When asked, only about one-third of those participating in the survey stated they thought there would be a wage boost in their company in the fourth quarter that would be comparable to the wage boost of the second quarter. Why such sluggishness in pay raises?
It all comes down to supply and demand. With so many Americans still unemployed, there’s still a deluge of applicants for open positions, meaning workers are easier to replace and empty jobs easier to fill. This gives companies little incentive to raise salaries and wages for employees. Even if your company doesn’t offer raises, there are still perks you can ask for that might be even better than a raise.
Just how many Americans are out of work right now? There are some 9.3 million people unemployed according to government data. For perspective, there were approximately 7.6 million unemployed prior to the Great Depression. Even amongst the currently employed, it’s not all good news. Currently there are an estimated 7 million Americans are only employed part-time, but who are actively seeking full-time employment.

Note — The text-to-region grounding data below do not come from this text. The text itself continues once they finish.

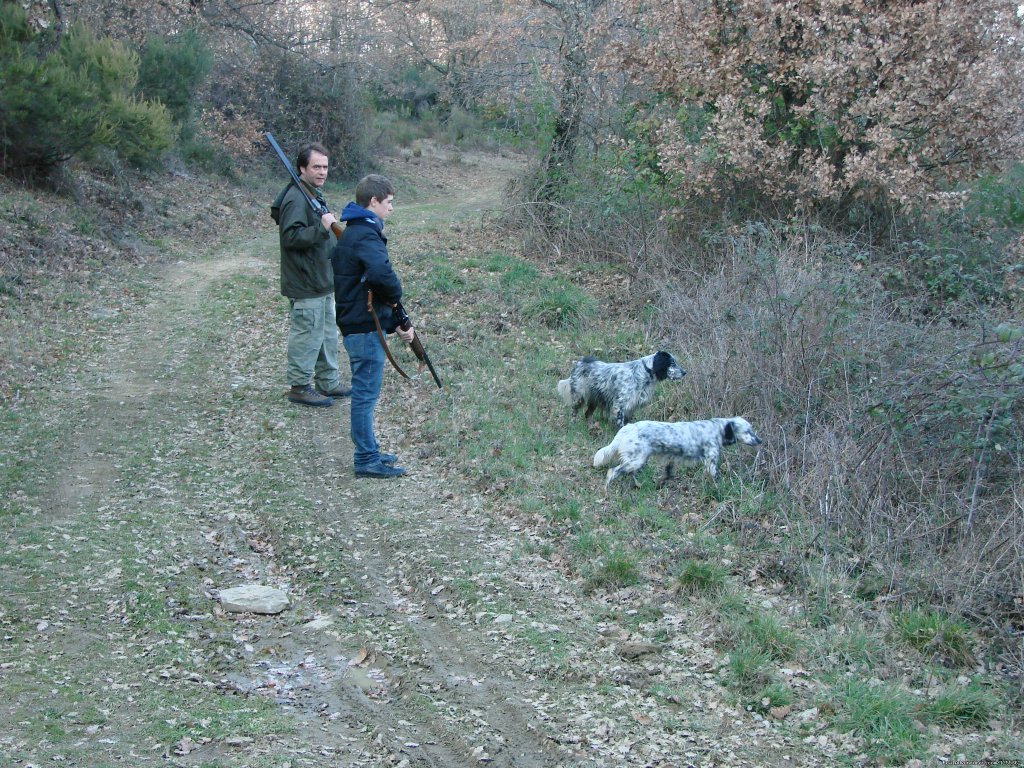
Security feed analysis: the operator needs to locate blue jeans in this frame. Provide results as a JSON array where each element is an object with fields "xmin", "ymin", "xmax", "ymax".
[{"xmin": 343, "ymin": 331, "xmax": 385, "ymax": 467}]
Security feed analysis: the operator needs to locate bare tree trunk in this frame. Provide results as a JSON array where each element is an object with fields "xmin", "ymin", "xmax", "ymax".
[{"xmin": 534, "ymin": 0, "xmax": 604, "ymax": 202}]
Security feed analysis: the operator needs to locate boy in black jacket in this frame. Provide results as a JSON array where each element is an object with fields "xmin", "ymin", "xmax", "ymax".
[{"xmin": 332, "ymin": 175, "xmax": 415, "ymax": 478}]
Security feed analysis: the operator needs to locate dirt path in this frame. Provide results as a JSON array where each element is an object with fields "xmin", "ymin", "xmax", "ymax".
[{"xmin": 1, "ymin": 147, "xmax": 842, "ymax": 768}]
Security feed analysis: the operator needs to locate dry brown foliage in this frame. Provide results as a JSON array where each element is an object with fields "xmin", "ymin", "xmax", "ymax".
[{"xmin": 619, "ymin": 0, "xmax": 1024, "ymax": 210}]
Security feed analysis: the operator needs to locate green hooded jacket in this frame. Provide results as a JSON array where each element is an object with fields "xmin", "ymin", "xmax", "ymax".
[{"xmin": 270, "ymin": 182, "xmax": 335, "ymax": 299}]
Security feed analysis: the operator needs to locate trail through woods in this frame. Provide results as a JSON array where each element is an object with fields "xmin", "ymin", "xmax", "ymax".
[{"xmin": 2, "ymin": 146, "xmax": 847, "ymax": 767}]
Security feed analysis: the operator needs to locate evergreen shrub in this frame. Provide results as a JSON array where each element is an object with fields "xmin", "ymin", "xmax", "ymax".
[
  {"xmin": 0, "ymin": 4, "xmax": 172, "ymax": 174},
  {"xmin": 137, "ymin": 29, "xmax": 212, "ymax": 126}
]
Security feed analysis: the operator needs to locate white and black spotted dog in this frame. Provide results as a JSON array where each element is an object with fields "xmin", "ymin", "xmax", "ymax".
[
  {"xmin": 593, "ymin": 417, "xmax": 762, "ymax": 488},
  {"xmin": 556, "ymin": 351, "xmax": 685, "ymax": 428}
]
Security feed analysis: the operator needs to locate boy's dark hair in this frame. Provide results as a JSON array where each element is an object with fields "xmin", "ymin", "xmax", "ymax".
[
  {"xmin": 355, "ymin": 174, "xmax": 395, "ymax": 208},
  {"xmin": 296, "ymin": 142, "xmax": 329, "ymax": 171}
]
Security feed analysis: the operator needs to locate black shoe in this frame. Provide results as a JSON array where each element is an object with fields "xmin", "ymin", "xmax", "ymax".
[
  {"xmin": 354, "ymin": 461, "xmax": 407, "ymax": 479},
  {"xmin": 316, "ymin": 384, "xmax": 352, "ymax": 398},
  {"xmin": 288, "ymin": 384, "xmax": 333, "ymax": 407}
]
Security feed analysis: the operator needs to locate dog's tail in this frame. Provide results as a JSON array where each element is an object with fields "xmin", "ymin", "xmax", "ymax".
[
  {"xmin": 557, "ymin": 378, "xmax": 572, "ymax": 406},
  {"xmin": 593, "ymin": 441, "xmax": 618, "ymax": 468}
]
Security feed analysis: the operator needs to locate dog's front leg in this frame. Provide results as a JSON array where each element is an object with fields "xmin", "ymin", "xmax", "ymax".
[{"xmin": 703, "ymin": 453, "xmax": 719, "ymax": 478}]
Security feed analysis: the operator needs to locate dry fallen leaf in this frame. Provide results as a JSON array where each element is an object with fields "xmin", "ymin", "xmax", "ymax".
[{"xmin": 349, "ymin": 646, "xmax": 375, "ymax": 667}]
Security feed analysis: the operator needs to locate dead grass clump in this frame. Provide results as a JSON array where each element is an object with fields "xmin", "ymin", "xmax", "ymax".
[{"xmin": 631, "ymin": 218, "xmax": 1023, "ymax": 623}]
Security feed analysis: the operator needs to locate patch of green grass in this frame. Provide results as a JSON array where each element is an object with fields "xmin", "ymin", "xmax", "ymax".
[
  {"xmin": 818, "ymin": 628, "xmax": 886, "ymax": 671},
  {"xmin": 484, "ymin": 251, "xmax": 520, "ymax": 272},
  {"xmin": 518, "ymin": 495, "xmax": 548, "ymax": 515},
  {"xmin": 921, "ymin": 681, "xmax": 998, "ymax": 726},
  {"xmin": 893, "ymin": 608, "xmax": 975, "ymax": 667},
  {"xmin": 623, "ymin": 603, "xmax": 664, "ymax": 630},
  {"xmin": 449, "ymin": 576, "xmax": 483, "ymax": 604},
  {"xmin": 853, "ymin": 571, "xmax": 892, "ymax": 602},
  {"xmin": 481, "ymin": 253, "xmax": 589, "ymax": 332},
  {"xmin": 496, "ymin": 258, "xmax": 540, "ymax": 291},
  {"xmin": 548, "ymin": 497, "xmax": 583, "ymax": 523},
  {"xmin": 570, "ymin": 529, "xmax": 604, "ymax": 559},
  {"xmin": 713, "ymin": 589, "xmax": 750, "ymax": 619},
  {"xmin": 834, "ymin": 679, "xmax": 925, "ymax": 764},
  {"xmin": 585, "ymin": 548, "xmax": 641, "ymax": 591},
  {"xmin": 630, "ymin": 499, "xmax": 678, "ymax": 535},
  {"xmin": 522, "ymin": 624, "xmax": 571, "ymax": 665},
  {"xmin": 522, "ymin": 277, "xmax": 595, "ymax": 330},
  {"xmin": 651, "ymin": 683, "xmax": 688, "ymax": 707},
  {"xmin": 425, "ymin": 257, "xmax": 468, "ymax": 295},
  {"xmin": 675, "ymin": 558, "xmax": 729, "ymax": 595},
  {"xmin": 0, "ymin": 410, "xmax": 56, "ymax": 516},
  {"xmin": 726, "ymin": 612, "xmax": 798, "ymax": 662},
  {"xmin": 724, "ymin": 646, "xmax": 777, "ymax": 696},
  {"xmin": 41, "ymin": 706, "xmax": 68, "ymax": 739},
  {"xmin": 801, "ymin": 596, "xmax": 836, "ymax": 629},
  {"xmin": 698, "ymin": 472, "xmax": 747, "ymax": 503},
  {"xmin": 146, "ymin": 687, "xmax": 285, "ymax": 743}
]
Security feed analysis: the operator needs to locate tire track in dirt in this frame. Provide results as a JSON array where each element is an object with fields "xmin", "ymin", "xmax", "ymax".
[
  {"xmin": 201, "ymin": 149, "xmax": 601, "ymax": 765},
  {"xmin": 263, "ymin": 415, "xmax": 581, "ymax": 767},
  {"xmin": 114, "ymin": 215, "xmax": 582, "ymax": 762}
]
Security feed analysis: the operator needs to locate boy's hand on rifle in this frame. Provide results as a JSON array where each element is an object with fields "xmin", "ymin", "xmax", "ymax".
[{"xmin": 396, "ymin": 324, "xmax": 415, "ymax": 343}]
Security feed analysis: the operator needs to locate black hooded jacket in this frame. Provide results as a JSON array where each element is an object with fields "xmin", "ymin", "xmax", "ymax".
[{"xmin": 331, "ymin": 202, "xmax": 403, "ymax": 336}]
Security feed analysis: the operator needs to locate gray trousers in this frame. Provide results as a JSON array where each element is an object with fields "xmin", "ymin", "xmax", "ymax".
[{"xmin": 286, "ymin": 294, "xmax": 341, "ymax": 390}]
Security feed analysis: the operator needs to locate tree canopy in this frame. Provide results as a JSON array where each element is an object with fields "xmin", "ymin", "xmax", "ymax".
[{"xmin": 617, "ymin": 0, "xmax": 1024, "ymax": 211}]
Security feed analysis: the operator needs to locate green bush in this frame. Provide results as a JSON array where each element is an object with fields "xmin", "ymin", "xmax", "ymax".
[
  {"xmin": 179, "ymin": 135, "xmax": 236, "ymax": 177},
  {"xmin": 521, "ymin": 277, "xmax": 595, "ymax": 330},
  {"xmin": 727, "ymin": 613, "xmax": 798, "ymax": 663},
  {"xmin": 0, "ymin": 5, "xmax": 172, "ymax": 173},
  {"xmin": 750, "ymin": 682, "xmax": 794, "ymax": 714},
  {"xmin": 586, "ymin": 549, "xmax": 641, "ymax": 590},
  {"xmin": 724, "ymin": 647, "xmax": 777, "ymax": 696},
  {"xmin": 137, "ymin": 29, "xmax": 212, "ymax": 125},
  {"xmin": 970, "ymin": 163, "xmax": 1024, "ymax": 229}
]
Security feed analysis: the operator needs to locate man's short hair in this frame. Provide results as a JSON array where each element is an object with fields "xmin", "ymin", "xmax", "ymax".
[
  {"xmin": 296, "ymin": 142, "xmax": 329, "ymax": 171},
  {"xmin": 355, "ymin": 174, "xmax": 395, "ymax": 208}
]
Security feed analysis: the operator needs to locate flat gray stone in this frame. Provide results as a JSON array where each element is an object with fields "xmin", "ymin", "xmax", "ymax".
[{"xmin": 219, "ymin": 584, "xmax": 290, "ymax": 614}]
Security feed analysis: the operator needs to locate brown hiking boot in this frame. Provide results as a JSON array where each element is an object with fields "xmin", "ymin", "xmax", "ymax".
[{"xmin": 287, "ymin": 384, "xmax": 333, "ymax": 407}]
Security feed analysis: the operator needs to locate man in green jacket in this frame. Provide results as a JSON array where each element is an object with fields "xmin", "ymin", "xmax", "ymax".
[{"xmin": 270, "ymin": 142, "xmax": 351, "ymax": 407}]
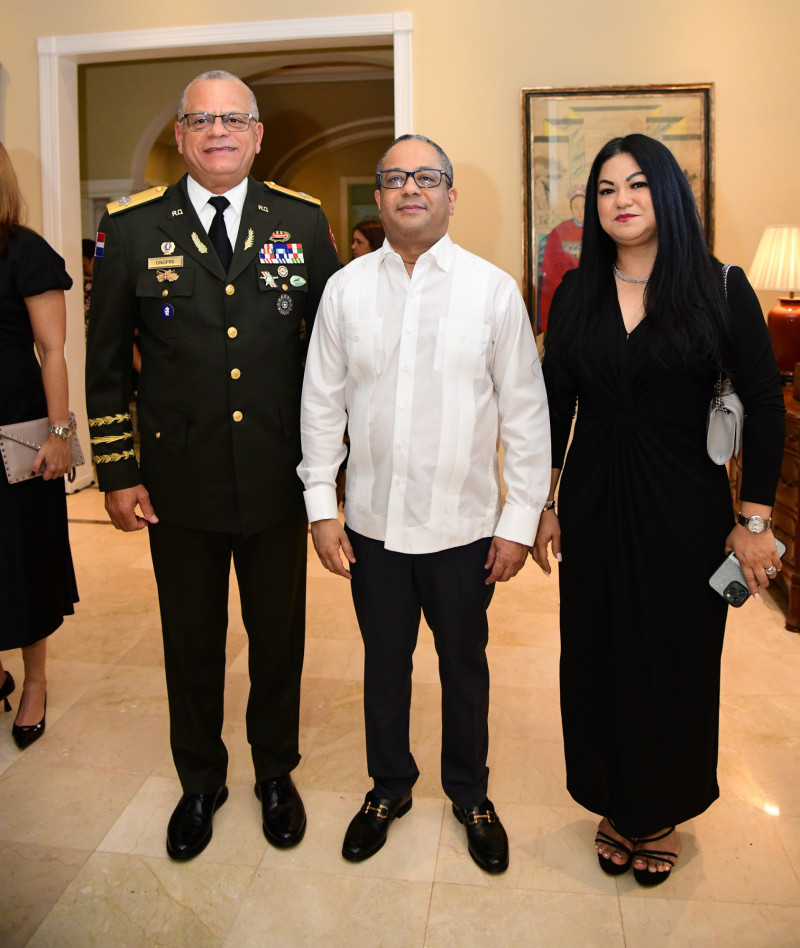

Large-scale unemployment is not the only factor revealed by the survey. Slow growth, which included falling profit margins in the third quarter, is something else companies are looking at when assessing their bottom line in terms of employee pay. With less profit coming in for companies, there is less to divvy up between employees by way of pay raises.
Expectations for a 2 percent or higher overall gross domestic product (GDP) increase in the coming year is up from the last quarterly survey’s 77 percent to an impressive 85 percent. This is despite the slow growth and stall in pay increases.
Though some companies are experiencing a hiring boon currently due to the approaching holiday season, not all of them will be keeping those seasonal hires on for full-time work. This seasonal hiring bonanza may help the fourth quarter’s numbers, but expectations are still low for consumer confidence, meaning that profit margins may still decline or show little growth. This also means the majority of those seasonal hires will be back in the job market again in a few months, giving employers more reason to keep pay raises at a stall.